At the simplest level, search engines do two things.
- Index information. Discover and store information about 30 trillion individual pages on the World Wide Web.
- Return results. Through a sophisticated series of algorithms and machine learning, identify and display to the searcher the pages most relevant to her search query.
Crawling and Indexation
How did Google find 30 million web pages? Over the past 18 years, Google has been crawling the web, page by page. A software program called a crawler — also known as a robot, bot, or spider — starts with an initial set of web pages. To get the crawler started, a human enters a seed set of pages, giving the crawler content and links to index and follow. Google’s crawling software is called Googlebot, Bing’s is called Bingbot, and Yahoo uses Slurp.
When a bot encounters a page, it captures the information on that page, including the textual content, the HTML code that renders the page, information about how the page is linked to, and the pages to which it links.

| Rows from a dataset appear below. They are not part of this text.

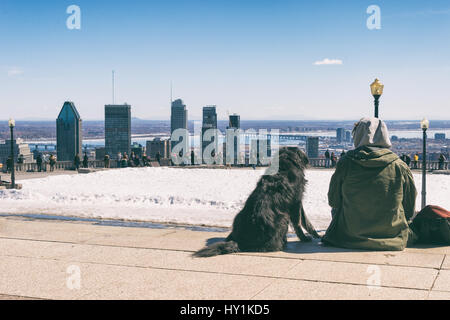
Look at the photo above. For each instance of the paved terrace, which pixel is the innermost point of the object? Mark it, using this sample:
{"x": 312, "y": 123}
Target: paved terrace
{"x": 39, "y": 259}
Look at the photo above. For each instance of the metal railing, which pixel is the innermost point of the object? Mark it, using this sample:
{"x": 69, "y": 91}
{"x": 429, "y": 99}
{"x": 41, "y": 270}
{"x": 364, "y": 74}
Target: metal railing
{"x": 69, "y": 165}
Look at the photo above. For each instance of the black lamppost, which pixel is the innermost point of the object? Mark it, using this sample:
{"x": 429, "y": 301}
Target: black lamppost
{"x": 11, "y": 124}
{"x": 424, "y": 124}
{"x": 377, "y": 90}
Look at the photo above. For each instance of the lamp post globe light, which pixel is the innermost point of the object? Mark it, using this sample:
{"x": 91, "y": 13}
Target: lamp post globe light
{"x": 424, "y": 124}
{"x": 12, "y": 124}
{"x": 377, "y": 90}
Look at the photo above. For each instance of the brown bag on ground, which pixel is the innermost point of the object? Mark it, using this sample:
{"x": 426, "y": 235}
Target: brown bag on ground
{"x": 432, "y": 226}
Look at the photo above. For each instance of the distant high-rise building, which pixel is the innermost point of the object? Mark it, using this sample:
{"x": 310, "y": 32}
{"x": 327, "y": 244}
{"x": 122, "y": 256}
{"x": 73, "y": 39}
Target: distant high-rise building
{"x": 157, "y": 145}
{"x": 19, "y": 148}
{"x": 68, "y": 132}
{"x": 117, "y": 130}
{"x": 235, "y": 121}
{"x": 348, "y": 136}
{"x": 340, "y": 135}
{"x": 312, "y": 147}
{"x": 178, "y": 119}
{"x": 233, "y": 140}
{"x": 209, "y": 122}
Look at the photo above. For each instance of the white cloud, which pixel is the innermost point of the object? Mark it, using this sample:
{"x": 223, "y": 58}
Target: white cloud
{"x": 328, "y": 62}
{"x": 14, "y": 71}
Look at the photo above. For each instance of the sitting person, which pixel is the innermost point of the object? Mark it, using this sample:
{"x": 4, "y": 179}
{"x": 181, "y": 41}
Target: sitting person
{"x": 372, "y": 194}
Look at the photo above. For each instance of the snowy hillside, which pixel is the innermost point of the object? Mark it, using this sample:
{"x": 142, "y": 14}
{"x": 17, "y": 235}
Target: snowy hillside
{"x": 193, "y": 196}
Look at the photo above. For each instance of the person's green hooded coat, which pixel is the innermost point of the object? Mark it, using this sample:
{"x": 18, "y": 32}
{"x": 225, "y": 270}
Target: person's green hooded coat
{"x": 372, "y": 194}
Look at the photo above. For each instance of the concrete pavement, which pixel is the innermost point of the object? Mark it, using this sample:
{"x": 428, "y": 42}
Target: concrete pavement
{"x": 48, "y": 259}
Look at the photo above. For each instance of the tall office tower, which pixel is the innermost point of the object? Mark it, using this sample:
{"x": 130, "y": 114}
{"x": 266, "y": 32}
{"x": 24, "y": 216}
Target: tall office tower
{"x": 348, "y": 136}
{"x": 158, "y": 146}
{"x": 235, "y": 121}
{"x": 20, "y": 148}
{"x": 68, "y": 133}
{"x": 232, "y": 140}
{"x": 312, "y": 147}
{"x": 178, "y": 120}
{"x": 117, "y": 130}
{"x": 340, "y": 135}
{"x": 209, "y": 122}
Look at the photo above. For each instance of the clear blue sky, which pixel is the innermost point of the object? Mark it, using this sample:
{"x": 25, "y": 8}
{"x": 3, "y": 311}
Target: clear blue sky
{"x": 253, "y": 57}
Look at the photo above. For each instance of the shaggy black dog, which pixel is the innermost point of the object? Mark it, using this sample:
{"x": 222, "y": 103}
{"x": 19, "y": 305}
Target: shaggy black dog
{"x": 262, "y": 224}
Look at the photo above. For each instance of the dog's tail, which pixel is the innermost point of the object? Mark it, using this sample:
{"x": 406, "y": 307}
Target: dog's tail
{"x": 218, "y": 248}
{"x": 307, "y": 224}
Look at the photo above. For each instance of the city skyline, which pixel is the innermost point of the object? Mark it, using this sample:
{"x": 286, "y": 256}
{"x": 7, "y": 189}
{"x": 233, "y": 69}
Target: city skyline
{"x": 265, "y": 60}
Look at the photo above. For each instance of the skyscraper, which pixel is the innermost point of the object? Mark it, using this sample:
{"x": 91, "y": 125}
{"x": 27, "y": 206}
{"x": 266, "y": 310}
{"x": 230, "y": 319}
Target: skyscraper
{"x": 312, "y": 147}
{"x": 209, "y": 122}
{"x": 117, "y": 130}
{"x": 68, "y": 132}
{"x": 232, "y": 155}
{"x": 340, "y": 135}
{"x": 178, "y": 119}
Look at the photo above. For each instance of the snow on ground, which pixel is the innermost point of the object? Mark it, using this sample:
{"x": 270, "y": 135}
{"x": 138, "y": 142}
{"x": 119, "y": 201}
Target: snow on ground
{"x": 190, "y": 196}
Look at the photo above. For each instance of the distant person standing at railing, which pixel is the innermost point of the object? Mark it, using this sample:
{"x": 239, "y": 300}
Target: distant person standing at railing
{"x": 124, "y": 160}
{"x": 106, "y": 159}
{"x": 333, "y": 160}
{"x": 39, "y": 162}
{"x": 441, "y": 161}
{"x": 9, "y": 165}
{"x": 408, "y": 161}
{"x": 85, "y": 161}
{"x": 416, "y": 160}
{"x": 77, "y": 161}
{"x": 327, "y": 159}
{"x": 52, "y": 163}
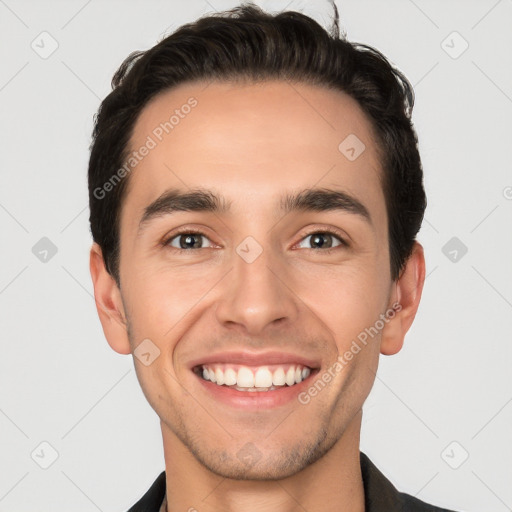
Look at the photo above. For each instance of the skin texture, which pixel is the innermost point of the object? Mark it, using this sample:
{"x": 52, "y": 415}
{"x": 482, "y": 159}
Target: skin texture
{"x": 252, "y": 143}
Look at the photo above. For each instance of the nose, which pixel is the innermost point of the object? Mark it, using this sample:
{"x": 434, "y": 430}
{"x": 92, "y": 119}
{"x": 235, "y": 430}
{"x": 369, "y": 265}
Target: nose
{"x": 257, "y": 295}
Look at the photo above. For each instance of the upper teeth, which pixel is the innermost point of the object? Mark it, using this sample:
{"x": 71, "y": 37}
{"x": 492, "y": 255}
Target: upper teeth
{"x": 257, "y": 377}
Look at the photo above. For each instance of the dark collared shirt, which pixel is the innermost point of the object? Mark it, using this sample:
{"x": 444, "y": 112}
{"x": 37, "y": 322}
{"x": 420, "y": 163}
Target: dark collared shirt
{"x": 379, "y": 494}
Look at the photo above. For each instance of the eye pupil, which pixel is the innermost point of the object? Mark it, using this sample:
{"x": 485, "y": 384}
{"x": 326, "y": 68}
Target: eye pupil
{"x": 189, "y": 239}
{"x": 318, "y": 236}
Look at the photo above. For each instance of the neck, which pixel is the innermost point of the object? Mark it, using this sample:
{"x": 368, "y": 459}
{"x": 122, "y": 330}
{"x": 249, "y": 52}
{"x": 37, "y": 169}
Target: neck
{"x": 331, "y": 483}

As Googlebot crawls, it discovers more and more links. The image below shows a very simplistic diagram of a single, three-page crawl path on Jerry’s Artarama, a discount art supplies ecommerce site.

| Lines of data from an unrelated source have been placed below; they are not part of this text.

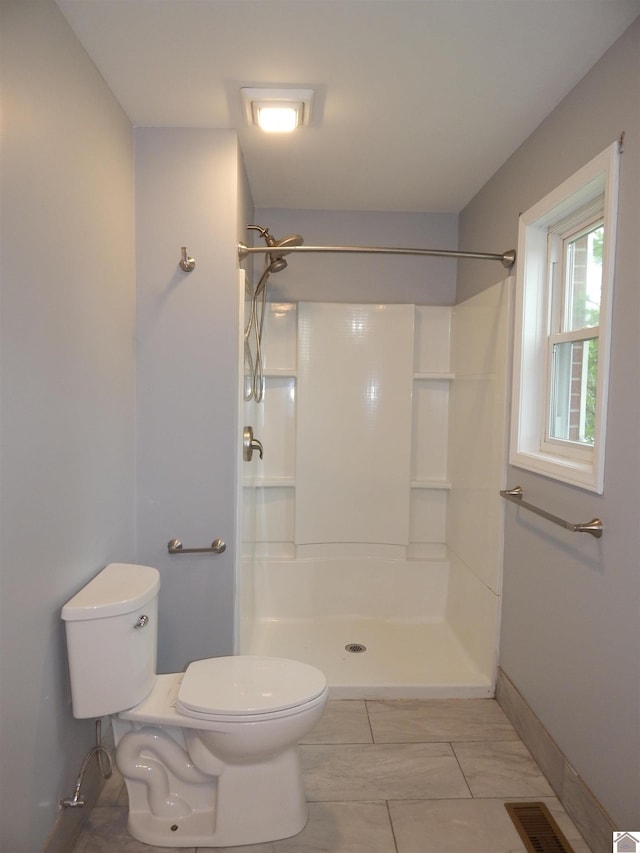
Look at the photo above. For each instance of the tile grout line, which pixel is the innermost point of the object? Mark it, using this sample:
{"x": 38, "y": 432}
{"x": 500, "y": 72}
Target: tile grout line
{"x": 393, "y": 831}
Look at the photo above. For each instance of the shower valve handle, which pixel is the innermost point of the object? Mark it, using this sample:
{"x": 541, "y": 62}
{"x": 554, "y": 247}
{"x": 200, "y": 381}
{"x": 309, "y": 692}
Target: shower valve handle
{"x": 249, "y": 444}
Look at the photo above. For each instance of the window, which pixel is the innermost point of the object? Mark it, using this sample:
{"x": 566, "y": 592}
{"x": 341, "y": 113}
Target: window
{"x": 563, "y": 317}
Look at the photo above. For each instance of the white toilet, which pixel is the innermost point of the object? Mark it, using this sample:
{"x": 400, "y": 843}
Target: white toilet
{"x": 209, "y": 755}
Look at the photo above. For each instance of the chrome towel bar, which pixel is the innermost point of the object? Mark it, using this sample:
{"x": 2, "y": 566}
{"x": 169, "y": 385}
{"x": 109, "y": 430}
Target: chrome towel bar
{"x": 594, "y": 527}
{"x": 216, "y": 547}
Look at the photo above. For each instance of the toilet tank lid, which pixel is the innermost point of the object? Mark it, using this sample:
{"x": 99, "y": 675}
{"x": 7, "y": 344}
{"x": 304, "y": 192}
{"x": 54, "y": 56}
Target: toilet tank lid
{"x": 119, "y": 588}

The logo at left indicates a starting point at the site’s home page, where Googlebot encounters 184 links: the 10 listed and 174 more. When Googlebot follows the “Acrylic Paints and Mediums” link in the header navigation, it discovers another page. The “Acrylic Paints and Mediums” page has 135 links on it. When Googlebot follows the link to another page, such as “Winsor & Newton Acrylics and Mediums,” it encounters 108 links. The example ends there, but crawlers continue accessing pages via the links on each page they discover until all of the pages considered relevant have been discovered.
In the process of crawling a site, bots will encounter the same links repeatedly. For example, the links in the header and footer navigation should be on every page. Instead of recrawling the content in the same visit, Googlebot may just note the relationship between the two pages based on that link and move on to the next unique page.

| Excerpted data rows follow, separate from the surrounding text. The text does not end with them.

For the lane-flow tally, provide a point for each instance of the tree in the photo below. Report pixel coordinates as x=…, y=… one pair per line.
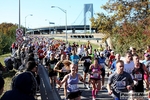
x=7, y=36
x=127, y=23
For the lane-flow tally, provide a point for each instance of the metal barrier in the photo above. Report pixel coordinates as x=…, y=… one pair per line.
x=45, y=88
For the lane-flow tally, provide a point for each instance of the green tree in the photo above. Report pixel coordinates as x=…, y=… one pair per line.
x=127, y=23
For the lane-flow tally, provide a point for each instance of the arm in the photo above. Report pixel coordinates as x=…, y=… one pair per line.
x=145, y=69
x=109, y=89
x=80, y=78
x=109, y=84
x=63, y=81
x=90, y=69
x=56, y=68
x=131, y=84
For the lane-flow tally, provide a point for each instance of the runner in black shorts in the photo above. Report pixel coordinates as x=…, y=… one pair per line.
x=87, y=62
x=50, y=65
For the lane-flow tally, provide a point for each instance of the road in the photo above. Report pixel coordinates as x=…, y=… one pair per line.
x=87, y=94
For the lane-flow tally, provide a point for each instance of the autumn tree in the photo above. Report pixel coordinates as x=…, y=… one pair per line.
x=127, y=23
x=7, y=36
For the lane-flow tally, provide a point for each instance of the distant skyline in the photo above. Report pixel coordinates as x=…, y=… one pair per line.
x=41, y=10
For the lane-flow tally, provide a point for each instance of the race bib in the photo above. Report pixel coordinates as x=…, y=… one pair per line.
x=149, y=69
x=95, y=75
x=64, y=69
x=149, y=79
x=73, y=87
x=52, y=66
x=138, y=76
x=41, y=54
x=129, y=70
x=103, y=65
x=121, y=85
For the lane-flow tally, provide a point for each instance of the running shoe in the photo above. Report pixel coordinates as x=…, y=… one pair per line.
x=93, y=98
x=84, y=85
x=88, y=87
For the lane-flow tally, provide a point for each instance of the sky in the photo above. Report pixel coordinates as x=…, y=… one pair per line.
x=41, y=10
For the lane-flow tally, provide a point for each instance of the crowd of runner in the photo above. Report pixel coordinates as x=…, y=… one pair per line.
x=62, y=61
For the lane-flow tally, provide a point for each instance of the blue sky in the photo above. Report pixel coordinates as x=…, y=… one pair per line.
x=41, y=10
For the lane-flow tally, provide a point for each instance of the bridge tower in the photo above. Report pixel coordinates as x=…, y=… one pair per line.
x=87, y=7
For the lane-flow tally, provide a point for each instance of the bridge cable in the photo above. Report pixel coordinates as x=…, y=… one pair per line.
x=85, y=16
x=78, y=16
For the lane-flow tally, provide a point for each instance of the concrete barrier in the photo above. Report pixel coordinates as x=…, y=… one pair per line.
x=45, y=88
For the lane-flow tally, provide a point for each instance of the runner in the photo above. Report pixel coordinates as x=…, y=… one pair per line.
x=145, y=62
x=113, y=66
x=72, y=80
x=138, y=74
x=50, y=66
x=119, y=81
x=128, y=63
x=87, y=62
x=62, y=68
x=95, y=72
x=101, y=61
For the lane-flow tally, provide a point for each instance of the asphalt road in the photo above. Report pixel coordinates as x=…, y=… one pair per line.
x=87, y=94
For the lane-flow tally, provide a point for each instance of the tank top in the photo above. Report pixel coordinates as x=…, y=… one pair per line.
x=138, y=73
x=95, y=71
x=72, y=83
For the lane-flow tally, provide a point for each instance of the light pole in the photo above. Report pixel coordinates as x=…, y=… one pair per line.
x=19, y=16
x=65, y=11
x=49, y=24
x=25, y=21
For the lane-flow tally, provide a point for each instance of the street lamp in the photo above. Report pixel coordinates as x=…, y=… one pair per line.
x=49, y=24
x=25, y=21
x=65, y=11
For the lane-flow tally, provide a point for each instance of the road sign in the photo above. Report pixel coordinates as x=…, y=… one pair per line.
x=19, y=36
x=19, y=32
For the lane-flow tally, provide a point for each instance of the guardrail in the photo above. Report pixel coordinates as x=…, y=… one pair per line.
x=45, y=88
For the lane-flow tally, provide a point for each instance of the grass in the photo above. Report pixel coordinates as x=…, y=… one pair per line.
x=7, y=75
x=93, y=45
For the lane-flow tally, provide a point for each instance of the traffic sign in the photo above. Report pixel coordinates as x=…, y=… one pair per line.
x=19, y=32
x=19, y=36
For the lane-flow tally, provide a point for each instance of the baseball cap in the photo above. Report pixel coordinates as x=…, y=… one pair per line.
x=101, y=53
x=146, y=55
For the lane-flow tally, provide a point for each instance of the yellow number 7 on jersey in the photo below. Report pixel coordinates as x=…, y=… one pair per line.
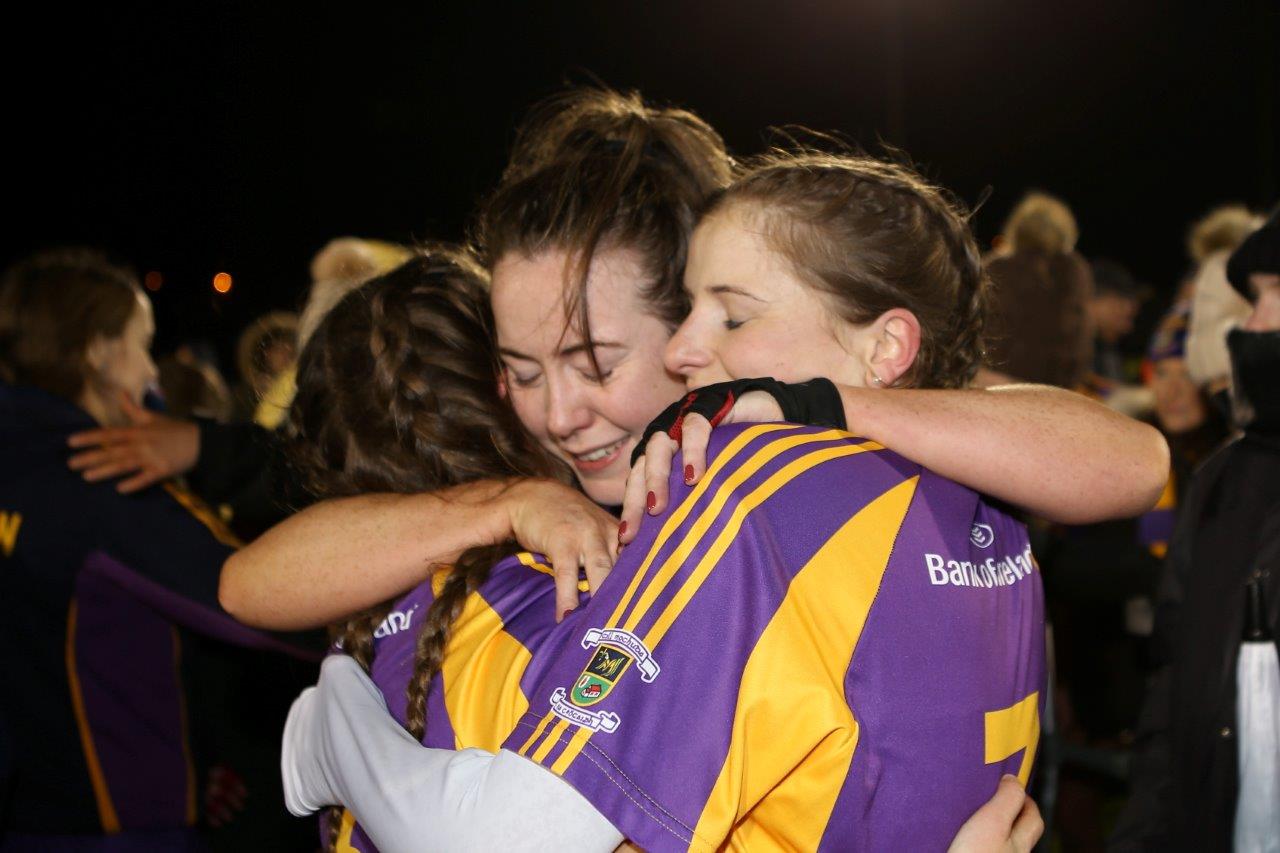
x=1013, y=729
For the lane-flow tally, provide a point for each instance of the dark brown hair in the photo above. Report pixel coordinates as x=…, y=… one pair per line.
x=594, y=168
x=397, y=392
x=53, y=305
x=873, y=235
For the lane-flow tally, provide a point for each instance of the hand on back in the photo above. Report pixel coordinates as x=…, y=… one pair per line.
x=565, y=525
x=647, y=486
x=151, y=448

All of the information gathered during the crawl — for 30 trillion web pages — is stored in enormous databases in enormous data centers. To get an idea of the scale of just one of its 15 data centers, watch Google’s official tour video “Inside a Google data center.”
As bots crawl to discover information, the information is stored in an index inside the data centers. The index organizes information and tells a search engine’s algorithms where to find the relevant information when returning search results.
But an index isn’t like a dark closet that everything gets stuffed into randomly as it’s crawled. Indexation is tidy, with discovered web page information stored along with other relevant information, such as whether the content is new or an updated version, the context of the content, the linking structure within that particular website and the rest of the web, synonyms for words within the text, when the page was published, and whether it contains pictures or video.
Returning Search Results
Results are displayed after you search for something in a search engine. Every web page displayed is called a search result, and the order in which the search results are displayed is known as ranking.
But once information is crawled and indexed, how does Google decide what to show in search results? The answer, of course, is a closely guarded secret.
How a search engine decides what to display is loosely referred to as its algorithm. Every search engine uses proprietary algorithms that it has designed to pull the most relevant information from its indices as quickly as possible in order to display it in a manner that its human searchers will find most useful.
For instance, Google Search Quality Senior Strategist Andrey Lipattsev recently confirmed that Google’s top three search ranking factors are content, links, and RankBrain, a machine learning artificial intelligence system. Regardless of what each search engine calls its algorithm, the basic functions of modern search engine algorithms are similar.
Content determines contextual relevance. The words on a page, combined with the context in which they are used and to pages they are linked to, determines how the content is stored in the index and which search queries it might answer.
Links determine authority and relevance. In addition to providing a pathway for crawling and discovering new content, links also act as authority signals. Authority is determined by measuring signals related to the relevance and quality of the pages linking into each individual page, as well as the relevance and quality of the pages to which that page links.
Search engine algorithms combine hundreds of signals with machine learning to determine the match between each page’s context and authority and the searcher’s query to serve up a page of search results. A page needs to be among the top seven to 10 most-highly-matched pages algorithmically, in both contextual relevance and authority, to be displayed on the first page of search results.